Why we need it ?
Most object detection algorithms use NMS to whittle down many detected bounding boxes to only a few. At the most basic level, most object detectors do some form of windowing. Thousands of windows (anchors) of various sizes and shapes are generated.
These windows supposedly contain only one object, and a classifier is used to obtain a probability/score for each class. Once the detector outputs a large number of bounding boxes, it is necessary to filter out the best ones. NMS is the most commonly used algorithm for this task.
Intersection Over Union (IoU)
Before we go ahead, I would like to discuss this one concept that we will be using in the following sections i.e. Intersection Over Union or IoU in short.
Before we go ahead, I would like to discuss this one concept that we will be using in the following sections i.e. Intersection Over Union or IoU in short.
The Intersection over Union (IoU) metric, also referred to as the Jaccard index, is essentially a method used usually to quantify the percent overlap between the ground truth BBox (Bounding Box) and the prediction BBox. However, in NMS, we find IoU between two predictions BBoxes instead.
IoU in mathematical terms can be represented by the following expression,
Intersection Over Union(IoU) = (Target ∩ Prediction) / (Target U Prediction)
In our case using BBoxes, it can be modified to,
IOU(Box1, Box2) = Intersection_Size(Box1, Box2) / Union_Size(Box1, Box2)
Consider the the two BBoxes in the following figure,
Their union area is the orange area, and their intersection area is the purple area. So the IoU can be calculated by dividing the purple area by the orange area.
Implementation of IoU in Python
Let us implement this in Python so that we can use it in the later sections. Consider two BBoxes, namely.
Box1 having lower left coordinates as (x1,y1) and upper right coordinates as (a1,b1).
Similarly, there is another BBox, called Box2 having coordinates (x2,y2) and (a2,b2).
We find their intersection box that has coordinates (xx,yy) and (aa,bb).
We then use the expression discussed above to find IoU.
# find the area for the box1 (x1,y1) (a1,b1)
area1 = (a1-x1)*(b1-y1);
# find the area for the box2 (x2,y2) (a2,b2)
area2 = (a2-x2)*(b2-y2);
# Now we need to find the intersection box
# to do that, find the largest (x, y) coordinates
# for the start of the intersection bounding box and
# the smallest (x, y) coordinates for the
# end of the intersection bounding box
xx = max(x1, x2)
yy = max(y1, y2)
aa = min(a1, a2)
bb = min(b1, b2)
# So the intersection BBox has the coordinates (xx,yy) (aa,bb)
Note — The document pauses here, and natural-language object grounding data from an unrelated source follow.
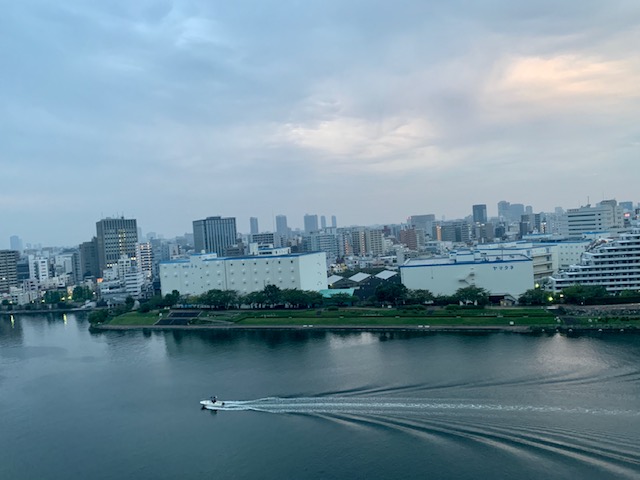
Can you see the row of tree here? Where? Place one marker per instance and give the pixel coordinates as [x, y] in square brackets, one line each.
[274, 297]
[577, 295]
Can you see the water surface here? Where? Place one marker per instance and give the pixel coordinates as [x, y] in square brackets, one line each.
[314, 405]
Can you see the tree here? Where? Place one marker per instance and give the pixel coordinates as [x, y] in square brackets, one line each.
[98, 316]
[391, 293]
[52, 296]
[579, 294]
[272, 295]
[340, 300]
[472, 295]
[420, 297]
[82, 293]
[534, 296]
[129, 302]
[170, 299]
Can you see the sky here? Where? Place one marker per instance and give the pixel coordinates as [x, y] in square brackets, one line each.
[171, 111]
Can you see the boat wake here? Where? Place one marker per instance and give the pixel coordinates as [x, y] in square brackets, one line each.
[337, 405]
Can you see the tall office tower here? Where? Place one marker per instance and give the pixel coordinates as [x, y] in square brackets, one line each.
[145, 259]
[503, 210]
[253, 226]
[8, 270]
[89, 264]
[516, 210]
[480, 213]
[115, 237]
[15, 243]
[281, 226]
[423, 222]
[310, 223]
[606, 215]
[214, 234]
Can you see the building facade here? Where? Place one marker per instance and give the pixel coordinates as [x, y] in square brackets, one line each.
[8, 270]
[115, 237]
[605, 216]
[508, 274]
[214, 234]
[201, 273]
[610, 263]
[479, 213]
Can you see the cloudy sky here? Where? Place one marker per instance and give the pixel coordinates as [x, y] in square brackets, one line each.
[169, 111]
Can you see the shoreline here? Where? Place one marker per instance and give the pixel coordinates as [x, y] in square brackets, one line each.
[480, 329]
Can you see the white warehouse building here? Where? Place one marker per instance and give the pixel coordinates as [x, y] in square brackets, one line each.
[200, 273]
[508, 274]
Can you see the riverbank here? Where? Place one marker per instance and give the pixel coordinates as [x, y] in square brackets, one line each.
[423, 329]
[446, 320]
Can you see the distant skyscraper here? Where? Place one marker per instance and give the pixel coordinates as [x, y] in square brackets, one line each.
[422, 222]
[89, 264]
[8, 270]
[214, 234]
[480, 213]
[115, 237]
[16, 243]
[503, 210]
[281, 226]
[310, 223]
[253, 226]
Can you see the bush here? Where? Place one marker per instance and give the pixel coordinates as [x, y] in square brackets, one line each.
[414, 308]
[98, 316]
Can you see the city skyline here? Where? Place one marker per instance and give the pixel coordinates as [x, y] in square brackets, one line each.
[299, 226]
[172, 111]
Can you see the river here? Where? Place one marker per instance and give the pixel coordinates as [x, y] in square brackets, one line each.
[305, 404]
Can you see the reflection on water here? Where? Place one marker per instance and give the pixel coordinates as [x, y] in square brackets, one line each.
[314, 404]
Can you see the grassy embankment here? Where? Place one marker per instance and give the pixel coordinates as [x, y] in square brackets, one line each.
[361, 317]
[382, 317]
[135, 318]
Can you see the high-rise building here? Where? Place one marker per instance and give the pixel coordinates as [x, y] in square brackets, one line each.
[214, 234]
[89, 264]
[8, 270]
[115, 237]
[253, 226]
[606, 215]
[270, 238]
[503, 210]
[480, 213]
[612, 264]
[15, 243]
[310, 223]
[145, 259]
[281, 226]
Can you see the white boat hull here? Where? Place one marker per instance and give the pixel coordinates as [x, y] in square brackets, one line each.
[208, 404]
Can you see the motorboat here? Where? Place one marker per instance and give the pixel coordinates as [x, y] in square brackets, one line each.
[211, 404]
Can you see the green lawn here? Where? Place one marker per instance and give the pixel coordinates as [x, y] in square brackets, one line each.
[364, 316]
[135, 318]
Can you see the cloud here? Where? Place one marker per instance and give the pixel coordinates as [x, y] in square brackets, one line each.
[250, 107]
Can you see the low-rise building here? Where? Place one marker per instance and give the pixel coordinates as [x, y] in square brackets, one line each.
[613, 263]
[498, 273]
[201, 273]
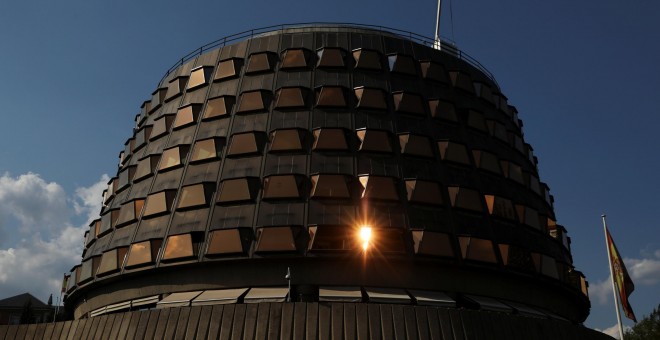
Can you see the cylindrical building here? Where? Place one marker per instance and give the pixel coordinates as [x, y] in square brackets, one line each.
[328, 163]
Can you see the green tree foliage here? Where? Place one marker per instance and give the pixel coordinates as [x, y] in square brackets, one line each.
[647, 329]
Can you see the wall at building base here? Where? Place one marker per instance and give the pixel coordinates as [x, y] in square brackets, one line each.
[302, 320]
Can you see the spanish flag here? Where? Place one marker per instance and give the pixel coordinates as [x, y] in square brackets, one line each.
[623, 282]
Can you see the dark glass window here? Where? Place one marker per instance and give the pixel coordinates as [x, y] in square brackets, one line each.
[432, 243]
[228, 68]
[331, 97]
[291, 98]
[294, 59]
[370, 98]
[379, 188]
[330, 57]
[374, 140]
[330, 140]
[367, 60]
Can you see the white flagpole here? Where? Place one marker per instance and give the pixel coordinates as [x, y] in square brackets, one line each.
[616, 298]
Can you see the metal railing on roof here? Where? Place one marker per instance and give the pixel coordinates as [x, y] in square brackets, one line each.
[446, 45]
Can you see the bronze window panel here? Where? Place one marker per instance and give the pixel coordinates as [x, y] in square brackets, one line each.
[424, 192]
[331, 97]
[199, 77]
[465, 198]
[330, 139]
[283, 187]
[275, 239]
[374, 140]
[187, 115]
[432, 243]
[159, 203]
[379, 188]
[331, 57]
[291, 98]
[402, 64]
[218, 107]
[295, 59]
[453, 152]
[330, 186]
[370, 98]
[195, 196]
[228, 68]
[477, 249]
[260, 62]
[367, 59]
[253, 101]
[175, 87]
[408, 103]
[238, 190]
[415, 145]
[434, 71]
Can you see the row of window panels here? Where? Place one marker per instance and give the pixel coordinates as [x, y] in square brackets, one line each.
[335, 239]
[321, 187]
[299, 140]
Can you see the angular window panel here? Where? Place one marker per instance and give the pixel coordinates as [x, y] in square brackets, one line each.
[227, 241]
[432, 243]
[175, 87]
[294, 59]
[453, 152]
[461, 80]
[477, 249]
[238, 190]
[195, 196]
[465, 198]
[402, 64]
[162, 126]
[143, 253]
[146, 167]
[219, 107]
[200, 76]
[374, 140]
[331, 97]
[187, 115]
[487, 161]
[261, 62]
[244, 144]
[415, 145]
[424, 192]
[130, 212]
[159, 203]
[207, 149]
[367, 60]
[330, 140]
[253, 101]
[330, 186]
[275, 239]
[444, 110]
[434, 71]
[287, 140]
[291, 98]
[379, 188]
[173, 157]
[500, 207]
[283, 187]
[370, 98]
[331, 57]
[408, 103]
[228, 68]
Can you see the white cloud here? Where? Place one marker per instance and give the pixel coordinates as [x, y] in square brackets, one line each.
[36, 261]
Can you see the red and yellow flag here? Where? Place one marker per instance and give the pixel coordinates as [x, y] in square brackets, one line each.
[624, 284]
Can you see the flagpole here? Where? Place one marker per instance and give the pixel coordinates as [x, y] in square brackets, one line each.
[609, 260]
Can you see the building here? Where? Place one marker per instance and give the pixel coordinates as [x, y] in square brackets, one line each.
[328, 180]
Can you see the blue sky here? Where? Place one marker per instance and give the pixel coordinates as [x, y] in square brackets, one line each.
[583, 75]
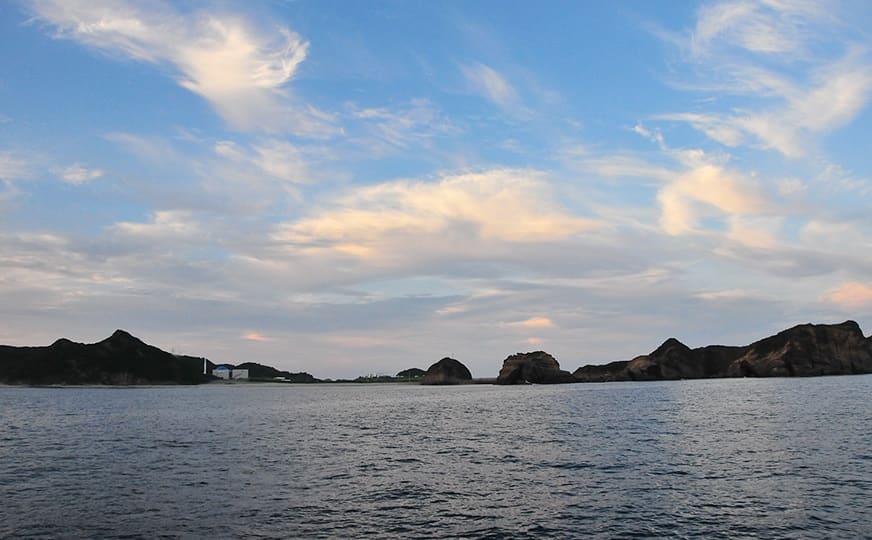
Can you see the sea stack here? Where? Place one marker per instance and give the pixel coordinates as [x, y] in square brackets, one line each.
[534, 367]
[447, 371]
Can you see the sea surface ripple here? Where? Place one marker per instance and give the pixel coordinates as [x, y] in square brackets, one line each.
[737, 458]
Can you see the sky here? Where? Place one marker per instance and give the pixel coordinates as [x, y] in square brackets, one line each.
[350, 188]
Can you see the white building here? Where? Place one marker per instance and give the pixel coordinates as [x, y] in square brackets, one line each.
[224, 372]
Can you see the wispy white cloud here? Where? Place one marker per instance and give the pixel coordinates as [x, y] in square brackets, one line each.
[274, 158]
[78, 174]
[242, 70]
[770, 52]
[166, 225]
[492, 85]
[770, 27]
[534, 322]
[850, 295]
[500, 205]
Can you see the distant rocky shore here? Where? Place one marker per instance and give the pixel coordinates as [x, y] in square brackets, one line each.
[122, 359]
[802, 351]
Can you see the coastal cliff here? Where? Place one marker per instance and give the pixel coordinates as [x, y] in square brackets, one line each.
[535, 367]
[447, 371]
[120, 359]
[802, 351]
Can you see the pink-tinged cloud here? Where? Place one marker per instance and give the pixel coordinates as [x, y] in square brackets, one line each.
[254, 336]
[851, 294]
[535, 322]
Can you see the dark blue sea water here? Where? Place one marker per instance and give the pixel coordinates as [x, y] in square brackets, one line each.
[742, 458]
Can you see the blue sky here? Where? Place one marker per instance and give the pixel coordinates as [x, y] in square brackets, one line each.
[360, 187]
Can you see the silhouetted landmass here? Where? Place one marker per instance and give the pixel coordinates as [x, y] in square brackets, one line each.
[536, 367]
[121, 359]
[411, 373]
[447, 371]
[802, 351]
[259, 372]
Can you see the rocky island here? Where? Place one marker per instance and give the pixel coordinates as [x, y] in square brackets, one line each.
[122, 359]
[802, 351]
[447, 371]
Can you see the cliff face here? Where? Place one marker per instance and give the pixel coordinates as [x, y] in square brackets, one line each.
[120, 359]
[447, 371]
[536, 367]
[807, 350]
[804, 350]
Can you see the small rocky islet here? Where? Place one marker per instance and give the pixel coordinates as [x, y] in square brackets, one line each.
[122, 359]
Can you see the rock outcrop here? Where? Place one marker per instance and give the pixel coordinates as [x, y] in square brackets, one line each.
[447, 371]
[411, 373]
[121, 359]
[535, 367]
[801, 351]
[807, 350]
[261, 372]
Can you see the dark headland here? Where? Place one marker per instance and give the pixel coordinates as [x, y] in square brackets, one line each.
[122, 359]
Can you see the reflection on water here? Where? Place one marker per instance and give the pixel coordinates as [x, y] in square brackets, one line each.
[728, 458]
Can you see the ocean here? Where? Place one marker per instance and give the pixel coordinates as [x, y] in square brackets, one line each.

# compute the width and height of the intersection bounding box
w = max(0, aa - xx)
h = max(0, bb - yy)
# find the intersection area
intersection_area = w*h
# find the union area of both the boxes
union_area = area1 + area2 - intersection_area
# compute the ratio of overlap between the computed
# bounding box and the bounding box in the area list
IoU = intersection_area / union_area
Input
We get a list P of prediction BBoxes of the form (x1,y1,x2,y2,c), where (x1,y1) and (x2,y2) are the ends of the BBox and c is the predicted confidence score of the model. We also get overlap threshold IoU thresh_iou.
Output
We return a list keep of filtered prediction BBoxes.
Step 1: Select the prediction S with highest confidence score and remove it from P and add it to the final prediction list keep. (keep is empty initially).
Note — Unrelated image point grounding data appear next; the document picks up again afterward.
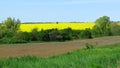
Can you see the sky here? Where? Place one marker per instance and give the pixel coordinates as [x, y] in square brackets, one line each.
[59, 10]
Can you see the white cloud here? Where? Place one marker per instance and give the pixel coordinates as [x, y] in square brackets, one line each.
[72, 2]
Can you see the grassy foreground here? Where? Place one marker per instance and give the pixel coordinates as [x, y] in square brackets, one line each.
[105, 57]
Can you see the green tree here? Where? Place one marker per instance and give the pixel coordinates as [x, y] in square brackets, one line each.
[102, 26]
[12, 24]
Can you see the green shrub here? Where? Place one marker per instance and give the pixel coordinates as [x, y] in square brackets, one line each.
[86, 34]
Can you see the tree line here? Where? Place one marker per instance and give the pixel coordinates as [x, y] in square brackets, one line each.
[10, 32]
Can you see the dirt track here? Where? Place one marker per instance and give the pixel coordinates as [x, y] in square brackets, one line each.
[51, 48]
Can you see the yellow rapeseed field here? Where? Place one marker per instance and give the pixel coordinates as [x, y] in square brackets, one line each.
[74, 26]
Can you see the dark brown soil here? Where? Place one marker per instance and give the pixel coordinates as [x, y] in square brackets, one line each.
[48, 49]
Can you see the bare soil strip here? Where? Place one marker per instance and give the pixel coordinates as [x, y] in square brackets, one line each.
[49, 49]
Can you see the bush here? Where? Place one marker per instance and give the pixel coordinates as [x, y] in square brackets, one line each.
[86, 34]
[11, 40]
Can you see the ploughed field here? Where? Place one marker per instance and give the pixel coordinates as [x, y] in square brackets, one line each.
[48, 49]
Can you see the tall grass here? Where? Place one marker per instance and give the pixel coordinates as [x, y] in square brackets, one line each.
[107, 57]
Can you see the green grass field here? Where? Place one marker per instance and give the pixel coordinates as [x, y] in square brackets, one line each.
[104, 57]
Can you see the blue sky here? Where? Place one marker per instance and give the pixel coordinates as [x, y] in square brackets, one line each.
[59, 10]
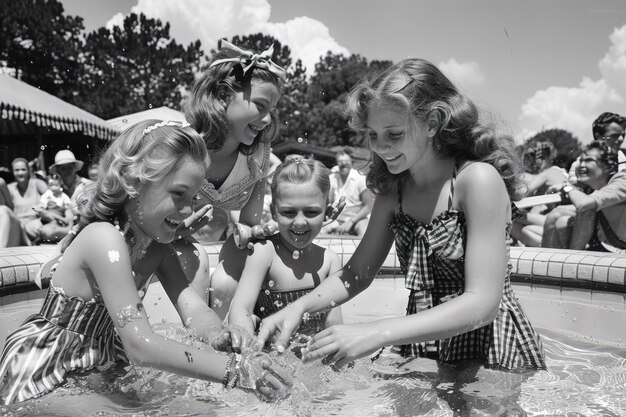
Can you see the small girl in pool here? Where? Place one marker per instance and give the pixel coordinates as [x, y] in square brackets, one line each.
[286, 266]
[93, 312]
[444, 183]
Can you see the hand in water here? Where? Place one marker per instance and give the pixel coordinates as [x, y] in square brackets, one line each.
[281, 324]
[341, 344]
[232, 337]
[195, 222]
[334, 210]
[244, 234]
[256, 371]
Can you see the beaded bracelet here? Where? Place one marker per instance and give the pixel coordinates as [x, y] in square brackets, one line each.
[227, 371]
[233, 362]
[233, 380]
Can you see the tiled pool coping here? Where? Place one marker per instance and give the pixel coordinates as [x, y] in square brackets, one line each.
[592, 271]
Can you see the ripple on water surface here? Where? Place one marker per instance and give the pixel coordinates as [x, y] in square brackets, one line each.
[584, 378]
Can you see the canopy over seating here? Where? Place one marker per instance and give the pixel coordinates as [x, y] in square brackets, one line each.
[162, 113]
[29, 105]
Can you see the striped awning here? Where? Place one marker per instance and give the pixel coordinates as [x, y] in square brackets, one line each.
[22, 102]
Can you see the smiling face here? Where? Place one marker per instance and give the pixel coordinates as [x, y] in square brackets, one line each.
[21, 172]
[400, 143]
[248, 117]
[613, 135]
[591, 171]
[344, 163]
[299, 211]
[162, 205]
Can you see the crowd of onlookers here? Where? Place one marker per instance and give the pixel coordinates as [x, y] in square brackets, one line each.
[36, 207]
[592, 211]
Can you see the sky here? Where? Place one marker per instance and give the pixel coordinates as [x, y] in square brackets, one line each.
[530, 65]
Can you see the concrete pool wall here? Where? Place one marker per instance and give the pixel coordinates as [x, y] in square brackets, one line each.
[578, 291]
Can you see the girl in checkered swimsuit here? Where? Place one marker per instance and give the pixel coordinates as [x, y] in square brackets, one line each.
[444, 183]
[432, 258]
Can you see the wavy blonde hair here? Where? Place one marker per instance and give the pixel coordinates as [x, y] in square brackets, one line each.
[211, 94]
[132, 160]
[417, 87]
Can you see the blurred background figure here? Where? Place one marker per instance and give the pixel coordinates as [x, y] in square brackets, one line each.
[349, 183]
[608, 128]
[26, 192]
[541, 173]
[59, 212]
[92, 172]
[66, 166]
[599, 222]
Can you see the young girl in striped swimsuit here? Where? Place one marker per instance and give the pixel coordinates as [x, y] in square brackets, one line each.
[288, 265]
[444, 184]
[93, 312]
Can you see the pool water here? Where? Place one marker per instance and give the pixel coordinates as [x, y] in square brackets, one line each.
[584, 378]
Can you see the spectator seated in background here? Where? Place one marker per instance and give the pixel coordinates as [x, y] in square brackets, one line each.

Step 2: Now compare this prediction S with all the predictions present in P. Calculate the IoU of this prediction S with every other predictions in P. If the IoU is greater than the threshold thresh_iou for any prediction T present in P, remove prediction T from P.
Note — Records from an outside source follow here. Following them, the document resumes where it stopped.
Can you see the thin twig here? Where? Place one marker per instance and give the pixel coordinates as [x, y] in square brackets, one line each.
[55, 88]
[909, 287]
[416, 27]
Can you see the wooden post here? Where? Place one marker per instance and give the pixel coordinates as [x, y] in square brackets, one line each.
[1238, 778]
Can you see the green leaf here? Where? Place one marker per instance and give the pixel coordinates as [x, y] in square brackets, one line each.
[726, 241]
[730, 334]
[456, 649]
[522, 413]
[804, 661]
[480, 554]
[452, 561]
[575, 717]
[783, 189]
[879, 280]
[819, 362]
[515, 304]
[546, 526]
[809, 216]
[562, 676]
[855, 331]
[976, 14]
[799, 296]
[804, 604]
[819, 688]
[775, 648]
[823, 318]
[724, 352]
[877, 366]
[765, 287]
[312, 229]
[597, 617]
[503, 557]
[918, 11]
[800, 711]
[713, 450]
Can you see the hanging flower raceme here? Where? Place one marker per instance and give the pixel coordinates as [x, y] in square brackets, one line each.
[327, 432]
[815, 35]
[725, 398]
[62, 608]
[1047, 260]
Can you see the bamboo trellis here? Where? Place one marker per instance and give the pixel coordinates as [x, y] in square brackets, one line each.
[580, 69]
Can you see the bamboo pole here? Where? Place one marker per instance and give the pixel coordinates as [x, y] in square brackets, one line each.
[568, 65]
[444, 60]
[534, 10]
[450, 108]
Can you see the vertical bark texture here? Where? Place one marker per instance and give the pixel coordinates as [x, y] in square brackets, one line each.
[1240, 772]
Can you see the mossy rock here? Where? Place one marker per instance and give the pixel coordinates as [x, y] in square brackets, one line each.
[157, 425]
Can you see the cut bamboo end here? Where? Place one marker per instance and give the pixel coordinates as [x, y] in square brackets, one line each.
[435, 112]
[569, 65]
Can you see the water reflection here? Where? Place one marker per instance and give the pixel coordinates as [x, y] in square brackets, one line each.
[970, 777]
Step 3: If there are still predictions left in P, then go to Step 1 again, else return the list keep containing the filtered predictions.
In layman terms, we select the predictions with the maximum confidence and suppress all the other predictions having overlap with the selected predictions greater than a threshold.
If you observe the algorithm above, the whole filtering process depends on a single threshold value thresh_iou. So selection of threshold value is vital for the performance of the model. Usually, we take its value as 0.5, but it depends on the experiment you are doing.
Implementation of NMS in PyTorch
def nms_pytorch(P : torch.tensor ,thresh_iou : float):
"""
Apply non-maximum suppression to avoid detecting too many
overlapping bounding boxes for a given object.
Args:
boxes: (tensor) The location preds for the image
along with the class predscores, Shape: [num_boxes,5].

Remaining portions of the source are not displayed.